Amides and Acetamides The commonly used amides and acetamides include bensulide, dimethenamid-P and propanil and are slightly to moderately hazardous in normal use. Dimethenamid is a racemic mixture of the M and P stereoisomers, whereas P isomer has useful herbicidal activity. Both substances produce only mild reversible skin and eye irritation and skin sensitization in guinea pigs. Comparison of racemic dimethenamid with dimethenamid-P indicates that there is little difference in their toxicological profiles. The signs of toxicity in mice, rats and dogs are similar, with reduced BW gain and liver enlargement with induction of liver xenobiotics metabolizing enzyme. There is strong binding to hemoglobin in rats, but this has no relevance to humans. Dimethenamid can reduce fetal BW but is not teratogenic. There is no compound-related mutagenic or carcinogenic potential (JMPR, 2005).

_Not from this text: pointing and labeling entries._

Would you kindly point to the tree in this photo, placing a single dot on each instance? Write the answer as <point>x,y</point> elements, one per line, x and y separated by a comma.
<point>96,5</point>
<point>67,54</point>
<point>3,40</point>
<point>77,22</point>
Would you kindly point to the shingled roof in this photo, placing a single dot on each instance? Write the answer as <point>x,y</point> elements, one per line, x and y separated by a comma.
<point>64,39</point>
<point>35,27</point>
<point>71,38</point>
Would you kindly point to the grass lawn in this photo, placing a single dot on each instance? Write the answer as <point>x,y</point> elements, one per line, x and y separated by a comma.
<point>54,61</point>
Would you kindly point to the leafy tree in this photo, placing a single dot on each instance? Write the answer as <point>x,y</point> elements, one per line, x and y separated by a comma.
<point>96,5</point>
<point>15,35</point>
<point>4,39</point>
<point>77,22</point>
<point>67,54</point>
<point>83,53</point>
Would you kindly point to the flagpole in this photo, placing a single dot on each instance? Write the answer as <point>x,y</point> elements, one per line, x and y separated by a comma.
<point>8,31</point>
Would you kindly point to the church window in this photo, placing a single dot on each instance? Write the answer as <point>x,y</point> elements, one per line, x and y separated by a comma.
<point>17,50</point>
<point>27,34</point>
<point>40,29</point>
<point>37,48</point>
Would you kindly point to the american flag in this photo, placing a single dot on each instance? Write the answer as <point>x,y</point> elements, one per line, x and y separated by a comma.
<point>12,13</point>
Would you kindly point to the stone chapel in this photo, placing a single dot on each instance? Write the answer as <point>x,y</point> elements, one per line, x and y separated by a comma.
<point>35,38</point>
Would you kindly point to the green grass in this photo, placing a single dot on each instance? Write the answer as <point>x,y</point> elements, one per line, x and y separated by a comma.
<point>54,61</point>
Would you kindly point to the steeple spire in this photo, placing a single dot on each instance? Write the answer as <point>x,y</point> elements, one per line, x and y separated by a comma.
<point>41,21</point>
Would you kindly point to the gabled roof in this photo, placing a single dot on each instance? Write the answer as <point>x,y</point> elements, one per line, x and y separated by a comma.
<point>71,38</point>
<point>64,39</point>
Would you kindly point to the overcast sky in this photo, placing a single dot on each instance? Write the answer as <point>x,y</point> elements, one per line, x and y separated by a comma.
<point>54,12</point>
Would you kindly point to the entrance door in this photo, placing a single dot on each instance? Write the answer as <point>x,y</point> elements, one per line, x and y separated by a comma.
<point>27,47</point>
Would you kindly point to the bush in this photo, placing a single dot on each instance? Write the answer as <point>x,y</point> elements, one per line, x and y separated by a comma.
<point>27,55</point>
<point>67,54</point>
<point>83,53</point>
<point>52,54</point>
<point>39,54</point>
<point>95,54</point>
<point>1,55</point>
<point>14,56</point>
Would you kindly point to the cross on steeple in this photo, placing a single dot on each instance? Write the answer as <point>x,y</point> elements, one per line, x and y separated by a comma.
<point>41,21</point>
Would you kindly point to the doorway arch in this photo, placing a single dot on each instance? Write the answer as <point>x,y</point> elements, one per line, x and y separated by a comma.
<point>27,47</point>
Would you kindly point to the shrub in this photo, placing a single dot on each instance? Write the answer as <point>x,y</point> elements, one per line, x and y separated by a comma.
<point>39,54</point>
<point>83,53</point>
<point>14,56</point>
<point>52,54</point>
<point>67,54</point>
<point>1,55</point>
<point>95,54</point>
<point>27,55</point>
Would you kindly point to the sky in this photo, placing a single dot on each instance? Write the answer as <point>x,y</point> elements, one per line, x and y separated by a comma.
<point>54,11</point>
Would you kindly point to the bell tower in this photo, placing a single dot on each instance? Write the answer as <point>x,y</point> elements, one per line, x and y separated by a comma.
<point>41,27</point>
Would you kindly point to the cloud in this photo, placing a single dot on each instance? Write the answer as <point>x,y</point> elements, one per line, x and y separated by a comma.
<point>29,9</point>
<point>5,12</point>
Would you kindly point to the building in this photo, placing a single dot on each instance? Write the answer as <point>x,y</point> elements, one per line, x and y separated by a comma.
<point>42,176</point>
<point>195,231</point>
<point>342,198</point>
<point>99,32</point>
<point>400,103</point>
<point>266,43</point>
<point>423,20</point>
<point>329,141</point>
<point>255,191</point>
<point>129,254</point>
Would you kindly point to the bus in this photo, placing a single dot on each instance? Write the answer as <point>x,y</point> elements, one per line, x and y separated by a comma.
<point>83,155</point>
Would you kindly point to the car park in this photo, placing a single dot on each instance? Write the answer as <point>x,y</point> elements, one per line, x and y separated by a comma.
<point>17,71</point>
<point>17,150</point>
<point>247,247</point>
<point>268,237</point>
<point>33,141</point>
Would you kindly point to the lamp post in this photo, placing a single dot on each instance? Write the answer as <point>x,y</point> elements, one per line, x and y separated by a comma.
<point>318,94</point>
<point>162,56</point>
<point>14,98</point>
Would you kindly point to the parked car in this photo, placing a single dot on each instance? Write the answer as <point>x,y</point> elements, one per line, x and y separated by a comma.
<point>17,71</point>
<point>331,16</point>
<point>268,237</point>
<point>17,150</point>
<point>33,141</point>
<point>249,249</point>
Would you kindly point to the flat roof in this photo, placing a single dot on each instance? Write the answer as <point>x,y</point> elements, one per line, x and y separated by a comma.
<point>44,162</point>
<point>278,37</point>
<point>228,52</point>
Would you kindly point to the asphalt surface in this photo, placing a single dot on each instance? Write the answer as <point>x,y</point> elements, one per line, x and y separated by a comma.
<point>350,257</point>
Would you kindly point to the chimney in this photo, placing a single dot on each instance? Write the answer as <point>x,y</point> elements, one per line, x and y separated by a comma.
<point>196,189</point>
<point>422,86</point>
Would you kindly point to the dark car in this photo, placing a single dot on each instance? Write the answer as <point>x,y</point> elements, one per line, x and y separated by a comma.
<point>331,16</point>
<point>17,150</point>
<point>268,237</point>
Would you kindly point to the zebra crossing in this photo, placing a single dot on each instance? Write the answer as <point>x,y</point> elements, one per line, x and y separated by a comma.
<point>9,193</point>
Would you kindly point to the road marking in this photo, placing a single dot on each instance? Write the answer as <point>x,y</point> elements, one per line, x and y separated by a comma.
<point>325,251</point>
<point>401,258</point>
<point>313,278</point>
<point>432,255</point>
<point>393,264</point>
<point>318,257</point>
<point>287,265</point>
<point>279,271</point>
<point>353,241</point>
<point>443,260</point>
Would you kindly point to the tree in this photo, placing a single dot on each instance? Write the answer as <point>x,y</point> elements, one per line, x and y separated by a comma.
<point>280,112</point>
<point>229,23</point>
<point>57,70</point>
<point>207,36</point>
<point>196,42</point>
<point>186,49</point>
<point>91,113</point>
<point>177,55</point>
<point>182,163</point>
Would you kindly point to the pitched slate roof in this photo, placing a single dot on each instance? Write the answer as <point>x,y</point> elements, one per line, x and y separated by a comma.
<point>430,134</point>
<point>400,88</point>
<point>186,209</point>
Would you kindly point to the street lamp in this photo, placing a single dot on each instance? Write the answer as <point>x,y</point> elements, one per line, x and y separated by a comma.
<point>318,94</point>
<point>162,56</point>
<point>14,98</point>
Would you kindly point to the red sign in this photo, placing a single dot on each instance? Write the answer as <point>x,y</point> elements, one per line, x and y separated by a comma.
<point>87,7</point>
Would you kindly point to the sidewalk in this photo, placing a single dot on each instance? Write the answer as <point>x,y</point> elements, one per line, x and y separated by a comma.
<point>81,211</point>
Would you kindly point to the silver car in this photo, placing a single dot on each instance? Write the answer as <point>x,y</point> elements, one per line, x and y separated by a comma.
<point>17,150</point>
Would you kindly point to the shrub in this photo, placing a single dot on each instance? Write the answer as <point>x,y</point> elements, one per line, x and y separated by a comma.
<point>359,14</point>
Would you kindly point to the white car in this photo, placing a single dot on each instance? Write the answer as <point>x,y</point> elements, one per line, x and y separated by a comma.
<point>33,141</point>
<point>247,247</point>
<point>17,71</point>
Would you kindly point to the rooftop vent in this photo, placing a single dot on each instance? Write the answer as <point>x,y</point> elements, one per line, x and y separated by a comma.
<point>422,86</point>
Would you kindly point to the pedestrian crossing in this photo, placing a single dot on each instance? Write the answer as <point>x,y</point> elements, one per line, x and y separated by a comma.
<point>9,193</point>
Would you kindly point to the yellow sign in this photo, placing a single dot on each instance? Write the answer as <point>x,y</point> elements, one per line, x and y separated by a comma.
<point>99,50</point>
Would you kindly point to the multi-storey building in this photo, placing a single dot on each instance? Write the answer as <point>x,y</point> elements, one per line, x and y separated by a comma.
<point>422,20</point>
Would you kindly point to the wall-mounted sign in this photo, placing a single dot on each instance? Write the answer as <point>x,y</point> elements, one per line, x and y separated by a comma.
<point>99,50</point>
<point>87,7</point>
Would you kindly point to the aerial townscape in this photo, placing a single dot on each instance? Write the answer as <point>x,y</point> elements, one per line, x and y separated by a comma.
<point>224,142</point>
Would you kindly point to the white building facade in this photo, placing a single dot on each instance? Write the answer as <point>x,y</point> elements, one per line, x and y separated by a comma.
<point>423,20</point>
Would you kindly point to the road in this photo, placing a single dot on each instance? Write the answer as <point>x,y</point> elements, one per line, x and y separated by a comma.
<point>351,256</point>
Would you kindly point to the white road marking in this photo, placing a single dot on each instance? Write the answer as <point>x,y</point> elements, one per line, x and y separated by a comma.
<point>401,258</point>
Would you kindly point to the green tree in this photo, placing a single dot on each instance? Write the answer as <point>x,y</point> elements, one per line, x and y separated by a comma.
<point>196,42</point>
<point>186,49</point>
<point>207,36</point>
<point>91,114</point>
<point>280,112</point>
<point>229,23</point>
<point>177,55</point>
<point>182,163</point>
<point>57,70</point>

Dinitrophenol Compounds Several substituted dinitrophenols alone or as salts, such as DNP (2,4-dinitrophenol), DNOC (dinitro-o-cresol) and dinoseb (2-(1-methylpropyl)-4,6-dinitro), are used as herbicides. The main source of poisoning in animals is human negligence in removing the preparation if it spills, in disposing of the containers and in preventing animals access to treated fields. In general, the dinitro compounds are not very watersoluble and are highly hazardous to animals. The oral acute LD50 of DNOC in mice, guinea pigs, rabbits, hens, dogs, pigs and goats ranges from 25 to 100 mg/kg BW. In sheep, a dosage of 25 mg/kg/day causes toxicosis in 25 days. Clinical signs include fever, dyspnea, acidosis, oliguria, muscular weakness, tachycardia and convulsions followed by coma and death with a rapid onset of rigor mortis. Abortions have been reported in sows. In cattle and ruminants, methemoglobinemia, intravascular hemolysis and hemoproteinemia have been observed. Cataract

can occur with chronic dinitrophenol intoxication. Exposure to these compounds may cause yellow staining of skin, conjunctiva, or hair (Lorgue et al., 1996).

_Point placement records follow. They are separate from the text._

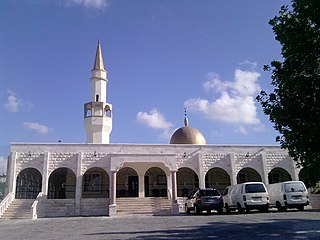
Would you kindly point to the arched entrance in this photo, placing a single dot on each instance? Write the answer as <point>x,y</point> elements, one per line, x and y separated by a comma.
<point>127,183</point>
<point>62,184</point>
<point>155,183</point>
<point>278,175</point>
<point>217,178</point>
<point>248,175</point>
<point>187,181</point>
<point>95,183</point>
<point>29,183</point>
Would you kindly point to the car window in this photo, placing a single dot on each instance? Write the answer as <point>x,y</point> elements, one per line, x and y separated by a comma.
<point>294,187</point>
<point>209,193</point>
<point>254,188</point>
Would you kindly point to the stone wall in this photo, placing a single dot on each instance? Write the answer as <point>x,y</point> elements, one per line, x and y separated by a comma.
<point>314,201</point>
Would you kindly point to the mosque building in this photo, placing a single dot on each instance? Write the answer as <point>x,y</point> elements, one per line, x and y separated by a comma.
<point>101,178</point>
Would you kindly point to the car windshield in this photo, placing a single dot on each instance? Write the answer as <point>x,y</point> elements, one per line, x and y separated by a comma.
<point>254,188</point>
<point>209,193</point>
<point>294,187</point>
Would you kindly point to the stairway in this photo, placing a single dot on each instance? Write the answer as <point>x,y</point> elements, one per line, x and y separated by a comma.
<point>147,205</point>
<point>19,209</point>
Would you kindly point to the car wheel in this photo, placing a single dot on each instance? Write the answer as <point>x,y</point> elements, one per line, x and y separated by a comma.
<point>196,210</point>
<point>279,207</point>
<point>240,209</point>
<point>301,208</point>
<point>263,209</point>
<point>228,210</point>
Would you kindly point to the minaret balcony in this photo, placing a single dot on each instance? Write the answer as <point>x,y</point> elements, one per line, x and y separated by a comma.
<point>97,109</point>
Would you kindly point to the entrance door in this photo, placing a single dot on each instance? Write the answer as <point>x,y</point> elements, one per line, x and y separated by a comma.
<point>133,186</point>
<point>146,186</point>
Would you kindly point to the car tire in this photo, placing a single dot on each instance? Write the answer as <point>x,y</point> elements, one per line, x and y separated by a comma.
<point>228,210</point>
<point>301,208</point>
<point>279,207</point>
<point>240,209</point>
<point>196,210</point>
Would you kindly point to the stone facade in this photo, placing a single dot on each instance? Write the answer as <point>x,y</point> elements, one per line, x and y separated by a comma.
<point>133,170</point>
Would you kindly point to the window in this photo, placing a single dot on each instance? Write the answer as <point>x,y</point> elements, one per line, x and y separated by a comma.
<point>254,188</point>
<point>92,182</point>
<point>294,187</point>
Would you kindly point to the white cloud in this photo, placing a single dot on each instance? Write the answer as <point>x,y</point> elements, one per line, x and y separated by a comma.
<point>97,4</point>
<point>154,119</point>
<point>235,102</point>
<point>3,165</point>
<point>39,128</point>
<point>15,103</point>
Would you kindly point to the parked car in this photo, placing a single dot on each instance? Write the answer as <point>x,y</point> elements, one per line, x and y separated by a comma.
<point>246,196</point>
<point>204,200</point>
<point>290,194</point>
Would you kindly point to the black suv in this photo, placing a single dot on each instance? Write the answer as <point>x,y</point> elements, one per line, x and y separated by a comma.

Triazolopyrimidine Herbicides Triazolopyrimidine herbicides include cloransulammethyl, diclosulam, florasulam, penoxsulam, flumetsulam, metosulam, and pyroxsulam. The generic structure of the triazolopyrimidine herbicides connected to a substituted phenyl ring through a sulfonamide bridge is shown in the second edition of this book. The acute oral toxicity of triazolopyrimidine herbicides is very low. On repeated exposure, the primary organs are the kidney (rat and mouse), liver (rat, mouse, and dog) and thyroid (rat) (Billington et al., 2010). In dogs, the target organ is eye as compared to other species (Timchalk et al., 1996). No adverse effects on neurotoxicity, reproductive performance and mutagenic abnormalities have been observed. The compound has no carcinogenic potential in humans (EPA, 1997a,b).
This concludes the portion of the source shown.